Una generazione "nata con la guerra negli occhi" - Il dato più doloroso riguarda l'impatto psicologico sui più piccoli. Don Moreno descrive bambini che non hanno mai conosciuto la pace, nati e cresciuti sotto il suono delle sirene. Gli alunni che oggi iniziano la quinta elementare hanno trascorso quasi tutto il loro percorso scolastico tra didattica a distanza e lezioni interrotte dai bombardamenti. All’interno dell’oratorio, i bambini riconoscono immediatamente l'allarme: c'è chi piange, chi si copre le orecchie e chi cerca istintivamente un rifugio, manifestando un trauma profondo che si accompagna a un crescente sentimento di odio verso il nemico.

Scuole e infrastrutture nel mirino - L'organizzazione scolastica è frammentata: ogni istituto decide in autonomia se operare in presenza o online, basandosi sulla disponibilità di rifugi adeguati. Tuttavia, la continuità educativa è quasi impossibile: gli allarmi scattano ogni ora o ora e mezza, giorno e notte, paralizzando il traffico, fermando la metropolitana e causando continui blackout elettrici.

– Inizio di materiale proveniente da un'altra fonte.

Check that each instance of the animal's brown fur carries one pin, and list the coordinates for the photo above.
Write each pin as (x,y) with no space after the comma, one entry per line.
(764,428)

Non vengono risparmiati i civili: recenti attacchi hanno colpito abitazioni e persino una casa di riposo, causando vittime tra gli anziani più fragili.

La strategia della fame e l'incognita inverno - Oltre al terrore dal cielo, la popolazione deve affrontare una povertà dilagante. Don Moreno segnala che da settimane vengono colpiti sistematicamente i centri di distribuzione alimentare e i depositi logistici. Questa tattica sembra mirata a portare la popolazione allo stremo, rendendo difficile reperire persino beni di prima necessità come frutta e verdura. I prezzi sono diventati insostenibili per pensionati e famiglie che prima riuscivano a mantenersi autonomamente.

L’impegno umanitario e la paura del freddo - In questo scenario di macerie e privazioni, l’Opera di don Orione continua la sua missione distribuendo circa 400 pasti a settimana, oltre a medicinali e vestiti. Nonostante gli sforzi, l’incubo peggiore resta l’inverno imminente. Con le temperature destinate a scendere sotto lo zero e le infrastrutture elettriche distrutte, la sopravvivenza appare una sfida quasi impossibile. Le autorità cittadine hanno già predisposto piani di evacuazione per i più vulnerabili, segnale inequivocabile di un inverno che si preannuncia estremamente duro. (Fonte: AgenSIR, testimonianza di don Moreno Cattelan).